Europe du tout anglais . . . À qui la faute ?

 

COMMUNICATION  ÉQUITABLE

 

Entretien avec Robert Phillipson, professeur d’anglais et de sociolinguistique à l'École de Commerce de Copenhague

 

L’intégration européenne est une réalité. Est-il vrai que, il y a 80 ans, la Société Des Nations a failli reconnaître l’espéranto comme langue officiellea?

Certains des idéaux de l’unité européenne sont dus à des idéalistes visionnaires comme Victor Hugo. C’est une ironie de l’histoire que l’opposition de la France à l’espéranto a ouvert la voie à la domination de l’anglais. Quand s’est constituée la Société Des Nations, il a été nécessaire de choisir les langues officielles. L’idée que l’espéranto pourrait servir comme langue neutre pour la communication internationale fut examinée par le secrétaire général adjoint de l'organisation, le Japonais Inazo Nitobe. Il développa une forte argumentation en faveur de l’espéranto et presque tous les pays étaient d’accord, mais c’est le gouvernement français qui a rejeté la proposition. La France souhaitait que le français restât la langue de base de la diplomatie internationale, ce qui ne s’est pas réalisé, comme nous le savons aujourd’hui.
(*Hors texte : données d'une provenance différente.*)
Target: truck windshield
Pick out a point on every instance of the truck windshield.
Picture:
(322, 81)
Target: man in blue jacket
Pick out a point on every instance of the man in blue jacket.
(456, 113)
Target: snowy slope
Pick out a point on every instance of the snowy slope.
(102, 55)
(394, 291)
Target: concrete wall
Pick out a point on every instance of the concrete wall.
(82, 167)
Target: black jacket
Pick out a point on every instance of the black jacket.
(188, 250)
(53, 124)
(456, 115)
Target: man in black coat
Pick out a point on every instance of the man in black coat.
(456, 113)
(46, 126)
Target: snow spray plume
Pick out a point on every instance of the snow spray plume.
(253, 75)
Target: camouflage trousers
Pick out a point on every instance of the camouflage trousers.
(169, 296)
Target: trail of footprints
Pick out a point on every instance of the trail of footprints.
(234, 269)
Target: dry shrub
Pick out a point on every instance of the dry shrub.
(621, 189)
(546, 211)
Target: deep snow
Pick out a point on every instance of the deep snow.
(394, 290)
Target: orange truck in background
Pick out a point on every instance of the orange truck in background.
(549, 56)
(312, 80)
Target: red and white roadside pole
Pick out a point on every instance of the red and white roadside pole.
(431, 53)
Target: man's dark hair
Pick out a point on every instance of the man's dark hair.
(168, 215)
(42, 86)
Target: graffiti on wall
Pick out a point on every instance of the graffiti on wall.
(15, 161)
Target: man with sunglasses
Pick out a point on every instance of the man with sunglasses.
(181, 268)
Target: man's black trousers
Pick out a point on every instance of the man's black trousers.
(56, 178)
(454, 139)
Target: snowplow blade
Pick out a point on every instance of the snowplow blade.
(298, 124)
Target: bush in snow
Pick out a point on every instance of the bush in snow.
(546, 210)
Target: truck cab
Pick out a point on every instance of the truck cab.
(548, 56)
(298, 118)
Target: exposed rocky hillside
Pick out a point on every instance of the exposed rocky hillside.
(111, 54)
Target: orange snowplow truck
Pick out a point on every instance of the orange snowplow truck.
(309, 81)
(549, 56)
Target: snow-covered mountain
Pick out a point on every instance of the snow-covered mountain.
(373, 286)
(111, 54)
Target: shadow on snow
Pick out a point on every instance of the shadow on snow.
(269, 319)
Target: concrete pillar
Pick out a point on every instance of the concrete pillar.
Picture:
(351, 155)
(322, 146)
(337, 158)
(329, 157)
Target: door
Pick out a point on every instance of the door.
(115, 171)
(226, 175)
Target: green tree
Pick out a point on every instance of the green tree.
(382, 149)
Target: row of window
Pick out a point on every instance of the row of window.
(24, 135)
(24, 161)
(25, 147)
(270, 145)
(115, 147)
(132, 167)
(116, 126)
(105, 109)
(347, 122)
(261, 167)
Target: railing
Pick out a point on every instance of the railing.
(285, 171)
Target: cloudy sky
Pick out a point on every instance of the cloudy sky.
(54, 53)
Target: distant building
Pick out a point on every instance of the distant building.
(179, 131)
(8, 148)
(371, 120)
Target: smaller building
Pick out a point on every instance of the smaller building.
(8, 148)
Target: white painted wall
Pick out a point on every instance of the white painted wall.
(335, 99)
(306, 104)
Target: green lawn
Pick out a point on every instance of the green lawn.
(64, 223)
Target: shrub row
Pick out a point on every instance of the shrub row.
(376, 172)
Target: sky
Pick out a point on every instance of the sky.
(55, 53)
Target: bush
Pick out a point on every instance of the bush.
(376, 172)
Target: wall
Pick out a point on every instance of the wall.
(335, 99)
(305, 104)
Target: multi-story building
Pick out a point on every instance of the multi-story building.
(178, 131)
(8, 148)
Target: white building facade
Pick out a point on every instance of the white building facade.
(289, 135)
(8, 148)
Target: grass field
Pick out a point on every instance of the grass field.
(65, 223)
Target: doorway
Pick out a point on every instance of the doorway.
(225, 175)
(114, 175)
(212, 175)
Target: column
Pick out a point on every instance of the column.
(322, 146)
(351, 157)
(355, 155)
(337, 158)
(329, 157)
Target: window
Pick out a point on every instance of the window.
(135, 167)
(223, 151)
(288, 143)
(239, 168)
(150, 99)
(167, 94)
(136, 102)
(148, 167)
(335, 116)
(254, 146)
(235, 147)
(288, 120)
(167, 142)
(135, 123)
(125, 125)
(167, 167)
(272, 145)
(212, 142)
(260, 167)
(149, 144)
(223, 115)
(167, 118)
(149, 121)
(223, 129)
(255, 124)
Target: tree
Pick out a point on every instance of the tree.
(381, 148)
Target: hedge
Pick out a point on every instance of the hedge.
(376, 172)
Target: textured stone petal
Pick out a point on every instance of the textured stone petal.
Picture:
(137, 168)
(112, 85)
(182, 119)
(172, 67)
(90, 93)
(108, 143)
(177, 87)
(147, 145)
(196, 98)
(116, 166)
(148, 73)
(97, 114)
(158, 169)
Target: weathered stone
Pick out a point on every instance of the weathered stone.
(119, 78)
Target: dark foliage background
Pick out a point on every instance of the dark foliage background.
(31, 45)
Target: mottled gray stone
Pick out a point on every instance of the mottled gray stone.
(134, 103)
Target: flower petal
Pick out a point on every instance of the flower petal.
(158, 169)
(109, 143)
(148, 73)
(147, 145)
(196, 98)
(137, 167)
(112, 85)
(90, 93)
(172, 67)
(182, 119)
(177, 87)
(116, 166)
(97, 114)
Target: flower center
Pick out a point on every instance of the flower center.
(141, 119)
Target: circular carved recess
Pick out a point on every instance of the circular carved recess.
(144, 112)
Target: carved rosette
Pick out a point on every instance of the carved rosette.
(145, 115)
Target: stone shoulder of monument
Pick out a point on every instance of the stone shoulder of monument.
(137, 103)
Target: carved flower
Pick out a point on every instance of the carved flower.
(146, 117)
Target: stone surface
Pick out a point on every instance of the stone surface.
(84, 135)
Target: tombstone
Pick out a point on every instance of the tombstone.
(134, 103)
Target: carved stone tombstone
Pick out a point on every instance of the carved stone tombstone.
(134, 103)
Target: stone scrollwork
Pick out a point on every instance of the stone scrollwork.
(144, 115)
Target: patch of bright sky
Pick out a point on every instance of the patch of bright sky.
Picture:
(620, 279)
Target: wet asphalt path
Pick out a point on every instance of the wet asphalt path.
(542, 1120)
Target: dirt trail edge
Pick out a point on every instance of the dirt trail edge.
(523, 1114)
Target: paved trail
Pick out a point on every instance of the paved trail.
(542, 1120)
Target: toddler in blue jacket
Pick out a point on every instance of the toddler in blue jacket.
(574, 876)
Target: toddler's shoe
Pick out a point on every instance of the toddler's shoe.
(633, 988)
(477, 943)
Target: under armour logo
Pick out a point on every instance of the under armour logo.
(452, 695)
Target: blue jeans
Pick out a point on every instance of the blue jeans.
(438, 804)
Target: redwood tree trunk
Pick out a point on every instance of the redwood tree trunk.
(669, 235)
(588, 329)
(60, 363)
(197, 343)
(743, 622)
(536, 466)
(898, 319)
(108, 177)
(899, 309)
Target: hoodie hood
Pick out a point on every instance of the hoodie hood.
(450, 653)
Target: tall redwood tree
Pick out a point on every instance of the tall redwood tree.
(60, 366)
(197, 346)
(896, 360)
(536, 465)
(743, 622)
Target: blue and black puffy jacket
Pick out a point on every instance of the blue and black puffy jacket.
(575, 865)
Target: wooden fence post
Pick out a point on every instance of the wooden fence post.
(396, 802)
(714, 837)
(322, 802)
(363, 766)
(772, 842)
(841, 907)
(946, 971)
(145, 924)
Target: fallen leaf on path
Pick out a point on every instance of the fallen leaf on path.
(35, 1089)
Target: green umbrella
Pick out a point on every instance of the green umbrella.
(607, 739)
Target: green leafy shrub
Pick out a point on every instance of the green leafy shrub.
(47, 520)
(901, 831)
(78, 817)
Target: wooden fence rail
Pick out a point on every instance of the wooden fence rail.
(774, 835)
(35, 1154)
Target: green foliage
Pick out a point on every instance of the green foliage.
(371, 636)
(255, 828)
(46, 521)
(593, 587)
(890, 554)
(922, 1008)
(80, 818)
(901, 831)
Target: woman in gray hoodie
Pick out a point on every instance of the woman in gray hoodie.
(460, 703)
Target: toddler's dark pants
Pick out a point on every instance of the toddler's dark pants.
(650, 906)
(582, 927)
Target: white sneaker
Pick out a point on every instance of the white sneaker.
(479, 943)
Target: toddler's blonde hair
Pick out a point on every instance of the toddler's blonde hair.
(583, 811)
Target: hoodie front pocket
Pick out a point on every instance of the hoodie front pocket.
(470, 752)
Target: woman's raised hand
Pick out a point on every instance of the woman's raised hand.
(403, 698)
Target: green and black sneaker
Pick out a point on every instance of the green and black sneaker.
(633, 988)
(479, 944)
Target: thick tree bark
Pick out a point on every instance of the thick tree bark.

Il y a une deuxième ironie de l’histoire qu’on trouve dans les institutions de l’Union européenne. Bien que les Français et les Allemands aient été les principaux architectes de l’unité européenne, leurs langues sont en train de perdre leur diffusion et c’est l’anglais qui a pris la place du français en tant que principale langue de travail…

 

Professeur Phillipson, vos ouvrages de sociopolitique sont réputés. Mais est-ce que les décideurs des questions linguistiques les connaissent ?

C’est peu vraisemblable. Les politiques n’ont pas l’habitude de lire la littérature spécialisée et les médias n’en parlent pas souvent de façon pertinente. La politique des langues dans l’Union Européenne est un point sensible, il y a donc une réticence à la mettre à l’étude.

 

Est-ce que les connaissances de ces décideurs sont suffisantes pour conduire la politique du multilinguisme dans l’Union européenne ?

Il faut distinguer les pratiques de travail à l’intérieur des institutions européennes, les débats du Parlement, et les interactions entre l’Union européenne et les citoyens ou les gouvernements. Ce qui motive des études sur les services de traduction et d’interprétation c’est, la plupart du temps, un objectif de réduction des coûts. Mais il n’y a toujours pas eu d’étude sur les moyens d'assurer correctement l’équité dans la communication entre locuteurs de langues différentes, ni les conséquences de la domination croissante de l’anglais. C’est pourquoi les informations manquent encore pour éclairer les décideurs.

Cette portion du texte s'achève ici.